Sabtu 01 Sep 2018 07:32 WIB

Asosiasi Sebut Jumlah Fintech Syariah Semakin Bertambah

Rata-rata fintech syariah masih berbentuk crowdfunding

Rep: Iit Septyaningsih/ Red: Ichsan Emrald Alamsyah
PT Zahir Internasional kini mempunyai layanan fintech syariah yang dinamakan Zahir Capital Hub.
Foto: Dok Zahir
PT Zahir Internasional kini mempunyai layanan fintech syariah yang dinamakan Zahir Capital Hub.

REPUBLIKA.CO.ID, JAKARTA -- Jumlah perusahaan financial technology (fintech) syariah di Tanah Air semakin bertambah. Asosiasi Fintech Syariah Indonesia (AFSI) mencatat, saat ini ada 27 teknologi finansial (fintech) syariah.

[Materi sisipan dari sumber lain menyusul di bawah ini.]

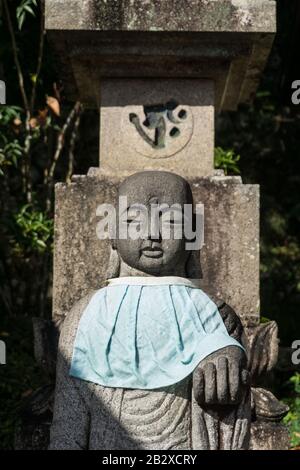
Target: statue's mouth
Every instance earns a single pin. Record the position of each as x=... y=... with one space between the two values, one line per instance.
x=152 y=252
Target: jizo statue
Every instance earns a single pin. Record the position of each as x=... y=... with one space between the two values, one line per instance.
x=149 y=361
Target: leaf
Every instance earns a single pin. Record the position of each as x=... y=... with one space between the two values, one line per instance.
x=54 y=105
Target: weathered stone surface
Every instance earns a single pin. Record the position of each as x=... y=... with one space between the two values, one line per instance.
x=229 y=258
x=161 y=124
x=154 y=15
x=183 y=39
x=269 y=436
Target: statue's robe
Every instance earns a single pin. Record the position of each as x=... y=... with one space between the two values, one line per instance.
x=91 y=416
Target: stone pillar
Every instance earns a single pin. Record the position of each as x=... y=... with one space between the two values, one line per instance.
x=158 y=72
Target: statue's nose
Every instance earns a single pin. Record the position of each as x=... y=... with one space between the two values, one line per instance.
x=154 y=228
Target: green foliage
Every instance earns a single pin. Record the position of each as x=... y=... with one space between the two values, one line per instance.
x=10 y=148
x=26 y=7
x=35 y=230
x=227 y=160
x=292 y=419
x=19 y=377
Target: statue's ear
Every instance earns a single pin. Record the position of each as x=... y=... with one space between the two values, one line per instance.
x=193 y=266
x=113 y=268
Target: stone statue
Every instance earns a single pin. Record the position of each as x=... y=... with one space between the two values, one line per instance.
x=149 y=361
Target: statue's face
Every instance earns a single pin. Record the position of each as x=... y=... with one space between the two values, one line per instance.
x=156 y=251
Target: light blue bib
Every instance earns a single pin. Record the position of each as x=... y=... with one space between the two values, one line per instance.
x=146 y=333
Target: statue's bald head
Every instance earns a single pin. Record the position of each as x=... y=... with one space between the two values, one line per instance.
x=156 y=253
x=167 y=187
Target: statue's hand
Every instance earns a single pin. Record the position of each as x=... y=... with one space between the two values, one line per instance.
x=221 y=378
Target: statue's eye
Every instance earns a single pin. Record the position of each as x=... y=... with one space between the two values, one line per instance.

Sebelumnya pada Desember 2017, ketika asosiasi baru berdiri hanya ada 10 fintech syariah lalu setelah mendapat undangan dari Dewan Syariah Nasional Majelis Ulama Indonesia (DSN MUI) bertambah lagi menjadi sekitar 18.

Ketua Umum Asosiasi Fintech Syariah Indonesia (ASFI) Ronald Yusuf Wijaya mengatakan, model bisnis fintech di AFSI beragam meliputi peer to peer (p2p) lending, aggregator, dan lainnya. Hanya saja rata-rata merupakan fintech crowdfunding.

Setelah PT Ammana Fintek Syariah dan PT Dana Syariah Indonesia resmi terdaftar di Otoritas Jasa Keuangan (OJK), ada tujuh lagi yang tengah mendaftar ke regulator. “Dalam waktu dekat atau satu sampai dua bulan ke depan, ada empat fintech syariah anggota ASFI yang akan terdaftar di OJK. Dokumennya sudah lengkap sedang menunggu survei,” kata Ronald kepada Republika.co.id.

Dirinya menuturkan, keberadaan asosiasi bertujuan mendukung perkembangan fintech syariah di Indonesia. Alasannya, meski berprospek besar tapi masih ada beberapa tantangan yang harus dihadapi terutama sosialisasi.

Banyak orang belum mengetahui keberadaan layanan keuangan syariah berbasis teknologi ini. Maka, AFSI kemudian datang ke kampus-kampus demi melakukan sosialisasi.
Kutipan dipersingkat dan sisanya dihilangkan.